AWO Bundesverband e. V.

Projektlaufzeit: 01.03.2017 – 29.02.2020

Arbeitsfelder: Kinder- und Jugendhilfe

 

Mit ca. 150 Mitarbeitenden vertritt der Arbeiterwohlfahrt Bundesverband e. V. die fachpolitischen Interessen des Gesamtverbands auf der bundespolitischen und der europäischen Ebene. Mit dem Projekt „Kivobe –(geflüchteten) Kindern vorurteilsbewusst begegnen“ reagiert der Bundesverband auf die wachsende Herausforderung in zahlreichen Kindertagesstätten, Kinder mit Fluchtgeschichte in den Kitaalltag zu integrieren. Um Erzieherinnen und Erzieher fit für diese neuen pädagogischen Anforderungen zu machen und Überforderungen vorzubeugen, setzen sich Beschäftigte in 16 Pilot-Kitas in Oberbayern und Thüringen mit dem Ansatz der vorurteilfreien Erziehung auseinander und erproben erste Praxisansätze im pädagogischen Alltag. Über den Zeitraum von zwei Jahren sollen an den zwei regionalen Projektstandorten so insgesamt rund 240 Fach- und Führungskräfte kontinuierlich durch In-House-Schulungen, moderierte Teamsitzungen und Beratungen begleitet werden.

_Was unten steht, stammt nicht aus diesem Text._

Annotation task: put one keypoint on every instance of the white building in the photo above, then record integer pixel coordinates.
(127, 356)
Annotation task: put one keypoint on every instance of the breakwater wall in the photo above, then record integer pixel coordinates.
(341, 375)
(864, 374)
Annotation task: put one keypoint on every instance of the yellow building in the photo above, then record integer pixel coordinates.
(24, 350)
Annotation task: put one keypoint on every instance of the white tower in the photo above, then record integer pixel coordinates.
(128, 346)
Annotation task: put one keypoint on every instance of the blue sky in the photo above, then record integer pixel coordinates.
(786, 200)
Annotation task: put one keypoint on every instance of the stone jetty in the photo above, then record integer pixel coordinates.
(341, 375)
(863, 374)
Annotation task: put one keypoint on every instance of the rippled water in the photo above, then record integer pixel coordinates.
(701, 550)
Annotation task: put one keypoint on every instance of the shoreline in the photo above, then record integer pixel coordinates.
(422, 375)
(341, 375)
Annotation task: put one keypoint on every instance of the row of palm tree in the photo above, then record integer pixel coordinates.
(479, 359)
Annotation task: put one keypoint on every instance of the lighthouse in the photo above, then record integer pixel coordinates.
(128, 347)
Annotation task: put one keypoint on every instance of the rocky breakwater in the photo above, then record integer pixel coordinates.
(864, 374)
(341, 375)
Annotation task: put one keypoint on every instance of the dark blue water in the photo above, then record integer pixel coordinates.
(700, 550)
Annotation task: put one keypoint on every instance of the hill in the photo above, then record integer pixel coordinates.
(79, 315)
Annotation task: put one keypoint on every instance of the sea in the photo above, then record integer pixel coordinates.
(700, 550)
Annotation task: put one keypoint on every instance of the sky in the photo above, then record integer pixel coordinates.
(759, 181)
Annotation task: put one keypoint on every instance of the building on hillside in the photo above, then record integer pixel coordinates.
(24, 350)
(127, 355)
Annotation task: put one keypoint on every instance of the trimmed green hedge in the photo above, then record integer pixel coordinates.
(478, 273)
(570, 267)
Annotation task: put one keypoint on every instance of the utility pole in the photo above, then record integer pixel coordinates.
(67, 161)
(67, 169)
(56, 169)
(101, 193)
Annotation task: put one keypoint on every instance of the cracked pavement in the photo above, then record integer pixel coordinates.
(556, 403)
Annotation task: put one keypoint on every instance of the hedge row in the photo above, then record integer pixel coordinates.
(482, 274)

Insgesamt 32 Fachberatungen und Kitaleitungen werden zusätzlich zu Multiplikator/innen im Ansatz der vorurteilsbewussten Bildung, Erziehung und Betreuung qualifiziert und können die Einrichtungen und den Verband auch über das Projekt hinaus begleiten. Die aus dem Prozess und Evaluation gewonnenen Erfahrungen fließen in die Konzeptionen der Einrichtungen, in die Abläufe und Beschlüsse der Organisation und in ein Qualifizierungscurriculum für Fachkräfte ein.